My 20-month-old daughter is very easy to parent. Okay, well, that’s not entirely true. She’s aptly-nicknamed “Aurora the Destroyer” for her desire to explore and investigate, and her physical and mental abilities to not only climb to higher places, but figure out how to position things to climb to even higher places. But her needs, those are still simple. In her universe, most problems are still limited to being hungry, tired, dry, or bored, and most solutions are limited to food, a diaper or a breast.
My son Rowan, on the other hand, will be 7 in April, and he’s the one I struggle with. As a toddler, he was less physically draining but much more emotional than his sister, and that’s carried on into childhood. To compound things, he is in first grade with a less-than-emotionally respectful teacher, he’s a big brother, and I work from home as well. And of course, with age comes much more complex problems, and naturally, more complex solutions. With his emotional tendencies also comes some emotional outbursts — from him and me.
Being an Attachment Parent to babies and toddlers is very simple, and logically, you’re setting the groundwork then for childhood and adolescence, but maintaining the same relationship gets tougher and tougher. As we know, you can never be perfect at parenting — as your child always grows and changes, your parenting does as well. With a toddler, a job, and an upcoming move, I often feel like my changes as a parent, my growth alongside his has fallen behind, and we’re butting heads and struggling more with maintaining positive discipline and respect, both towards him and from him.
However, every time I start thinking, “What have I done wrong? Did I break our relationship?” I also stop and think, “What am I DOING wrong?” Then, the basics become clear again. Regardless of age, some things still stand true:
1. You have to stop and listen to their needs. The more distanced you are from them, the more complicated figuring them out will be. Also, the bigger they are, the more aware they are of whether or not you’re really listening and caring. Sometimes you’re going to need to have someone remove the little sibling from the room or wait for a nap so your child can really know all the attention is on them, and only them. But of course, as long as you follow through, nothing is wrong with letting your child know you need to wait until ___ time, and then you’ll sit down and talk.
2. You have to accept that you aren’t always going to be perfect… and neither are they. Sometimes you’re going to suck. Sometimes you will be really distracted, concentrating hard on something, and will say something in a less-than-ideal manner… and chances are, your kid will respond in kind. A very important lesson for you to learn is that there’s no erasing mistakes, but there’s learning from them. In fact, almost as important as what you do the first time is how you handle things when you’re patching them up.

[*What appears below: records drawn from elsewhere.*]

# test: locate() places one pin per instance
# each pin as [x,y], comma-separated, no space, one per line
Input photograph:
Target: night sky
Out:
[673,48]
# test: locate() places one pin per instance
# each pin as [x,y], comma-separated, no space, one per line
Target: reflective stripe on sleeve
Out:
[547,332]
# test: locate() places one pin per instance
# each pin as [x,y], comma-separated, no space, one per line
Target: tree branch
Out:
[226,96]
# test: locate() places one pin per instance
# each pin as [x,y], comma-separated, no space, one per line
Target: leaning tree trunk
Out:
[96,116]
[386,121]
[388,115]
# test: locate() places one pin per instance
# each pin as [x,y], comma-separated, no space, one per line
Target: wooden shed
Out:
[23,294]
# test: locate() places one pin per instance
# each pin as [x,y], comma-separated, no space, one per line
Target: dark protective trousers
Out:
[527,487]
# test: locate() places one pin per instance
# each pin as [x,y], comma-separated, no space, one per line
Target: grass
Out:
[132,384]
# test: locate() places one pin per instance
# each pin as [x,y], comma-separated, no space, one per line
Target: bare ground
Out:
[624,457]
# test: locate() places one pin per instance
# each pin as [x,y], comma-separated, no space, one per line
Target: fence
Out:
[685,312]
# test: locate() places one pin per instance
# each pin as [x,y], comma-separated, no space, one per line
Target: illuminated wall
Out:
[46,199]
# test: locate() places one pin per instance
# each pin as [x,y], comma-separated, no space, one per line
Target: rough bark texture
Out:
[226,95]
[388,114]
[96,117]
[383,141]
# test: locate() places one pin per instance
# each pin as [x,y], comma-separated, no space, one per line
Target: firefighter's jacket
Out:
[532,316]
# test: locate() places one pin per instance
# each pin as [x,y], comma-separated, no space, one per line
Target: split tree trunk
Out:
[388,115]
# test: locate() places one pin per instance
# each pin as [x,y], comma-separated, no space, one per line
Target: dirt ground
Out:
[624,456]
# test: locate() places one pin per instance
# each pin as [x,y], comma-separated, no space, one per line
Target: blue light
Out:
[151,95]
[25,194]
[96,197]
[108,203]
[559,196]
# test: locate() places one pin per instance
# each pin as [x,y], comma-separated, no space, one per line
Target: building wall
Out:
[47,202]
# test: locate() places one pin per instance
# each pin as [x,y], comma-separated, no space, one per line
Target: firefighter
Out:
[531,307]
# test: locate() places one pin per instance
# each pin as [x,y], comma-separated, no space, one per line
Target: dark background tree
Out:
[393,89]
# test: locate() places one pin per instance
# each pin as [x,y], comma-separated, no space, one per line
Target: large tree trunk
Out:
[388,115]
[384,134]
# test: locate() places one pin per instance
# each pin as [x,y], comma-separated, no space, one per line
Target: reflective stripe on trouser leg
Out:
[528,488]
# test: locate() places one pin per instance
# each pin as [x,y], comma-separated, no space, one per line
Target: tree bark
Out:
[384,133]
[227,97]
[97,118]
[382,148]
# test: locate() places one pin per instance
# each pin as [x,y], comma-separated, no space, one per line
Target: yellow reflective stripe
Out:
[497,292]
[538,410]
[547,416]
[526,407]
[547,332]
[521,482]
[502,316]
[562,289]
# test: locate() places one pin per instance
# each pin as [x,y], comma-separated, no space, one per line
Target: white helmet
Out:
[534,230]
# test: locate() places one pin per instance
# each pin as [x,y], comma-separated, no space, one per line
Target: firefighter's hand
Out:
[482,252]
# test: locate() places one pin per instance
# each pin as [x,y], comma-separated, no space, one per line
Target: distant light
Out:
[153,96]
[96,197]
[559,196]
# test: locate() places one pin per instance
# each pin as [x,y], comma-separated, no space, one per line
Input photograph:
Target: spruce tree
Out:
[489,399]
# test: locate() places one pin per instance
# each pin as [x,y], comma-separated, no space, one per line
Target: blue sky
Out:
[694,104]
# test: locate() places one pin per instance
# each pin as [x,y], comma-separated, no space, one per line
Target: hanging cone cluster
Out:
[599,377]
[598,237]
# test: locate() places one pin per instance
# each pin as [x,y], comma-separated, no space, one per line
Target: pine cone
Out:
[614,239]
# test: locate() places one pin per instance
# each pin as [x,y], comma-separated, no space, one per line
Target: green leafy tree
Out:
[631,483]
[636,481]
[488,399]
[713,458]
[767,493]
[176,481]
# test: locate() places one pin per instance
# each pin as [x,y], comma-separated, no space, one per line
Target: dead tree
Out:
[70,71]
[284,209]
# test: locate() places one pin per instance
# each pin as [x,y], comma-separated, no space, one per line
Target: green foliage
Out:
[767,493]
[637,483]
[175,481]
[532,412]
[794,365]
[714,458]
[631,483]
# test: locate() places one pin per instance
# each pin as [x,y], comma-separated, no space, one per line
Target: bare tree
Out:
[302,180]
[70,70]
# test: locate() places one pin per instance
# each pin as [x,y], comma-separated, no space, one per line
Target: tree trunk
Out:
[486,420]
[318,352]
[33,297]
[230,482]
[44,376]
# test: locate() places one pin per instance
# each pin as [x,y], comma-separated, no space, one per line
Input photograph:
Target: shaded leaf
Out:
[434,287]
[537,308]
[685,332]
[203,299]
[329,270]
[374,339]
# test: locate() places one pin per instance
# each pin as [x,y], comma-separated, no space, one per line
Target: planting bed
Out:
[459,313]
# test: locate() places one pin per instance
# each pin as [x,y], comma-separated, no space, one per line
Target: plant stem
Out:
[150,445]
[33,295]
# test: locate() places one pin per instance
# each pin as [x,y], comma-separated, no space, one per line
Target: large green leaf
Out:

3. Remember the behavior is only a symptom. Just like with infants, you still need to remember that they did whatever they did, or didn’t do, for a reason, and that’s what you need to figure out. Getting down at their level, with a sympathetic face and tone, is very important, but so is respecting when they’re not ready to talk. Nothing irritated me more as a child than trying to walk away so I could calm down and being followed, which leads me to…
4. Respect their autonomy. Allowing children to have a space that’s theirs, and letting them have it as somewhere they can request to be alone is invaluable. If you’ve been respectful and open and available with your child, they’ll start becoming independent all on their own, and with that comes the request for certain autonomy, like being able to have a space of their own that a sibling can’t destroy. If Rowan is annoyed with Aurora, he knows his room is a place he can do things without her interference.
5. Try to make as much time just for them. This one is particularly difficult in my household as childcare isn’t readily available or desirable for us, but even just playing a game with my son while she’s napping or nursing can make all the difference.
Overall, the general mantra is: Be patient, be present and be respectful. Life can really start making things difficult, but the longer you let the distance grow, the worse things will get. Taking the time, even when you feel you don’t have it, so close that gap again is so, so important.
What do you feel is most important when dealing with older children?